Mark Joseph Stern, Slate

“ABC News reported, citing unnamed sources, that the decision to pursue the criminal case led high-ranking Tennessee prosecutor Ben Schrader to resign due to ‘concerns that the case was being pursued for political reasons.’…

“If his resignation is connected to the criminal case against Abrego Garcia, then the administration’s political posturing through the Justice Department has led to the loss of yet another career prosecutor — one of this administration’s sordid legacies.”

Jordan Rubin, MSNBC

From the Right

“The videotape [of the 2022 stop] mystified many with how Abrego Garcia was allowed to go along his way. Here was an undocumented immigrant stopped with an expired license in a car with eight others traveling from Texas to Maryland. He gave a false statement, and the officer suspected human trafficking but let him go…  

“It is alleged that the person whom Abrego Garcia described as his ‘boss’ at a construction job was Jose Ramon Hernandez Reyes, an illegal migrant previously convicted of human smuggling. The black 2001 Chevrolet Suburban belonged to Hernandez Reyez…

“Now, the indictment details a broader array of evidence. The grand jury found evidence of extensive human trafficking violations over nine years.
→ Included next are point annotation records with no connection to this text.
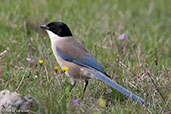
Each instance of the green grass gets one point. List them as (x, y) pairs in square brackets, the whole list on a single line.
[(141, 62)]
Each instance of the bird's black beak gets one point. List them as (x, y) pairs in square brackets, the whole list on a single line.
[(44, 27)]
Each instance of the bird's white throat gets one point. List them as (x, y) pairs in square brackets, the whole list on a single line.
[(53, 37)]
The indictment speaks of cooperating witnesses prepared to implicate Abrego Garcia in an international smuggling operation involving guns, narcotics, and humans that included over a one hundred such transports.”

Jonathan Turley, Fox News

“Abrego Garcia never should have been in the United States in the first place, and he abused the asylum process and benefited from lax enforcement — in both the Obama and first Trump administrations — to stay here. The Trump administration was right to want to deport him. But a lesson of this episode is that sloppiness borne of haste and recalcitrance toward the courts when in error are a waste of time and of political capital, on top of any injustices involved.”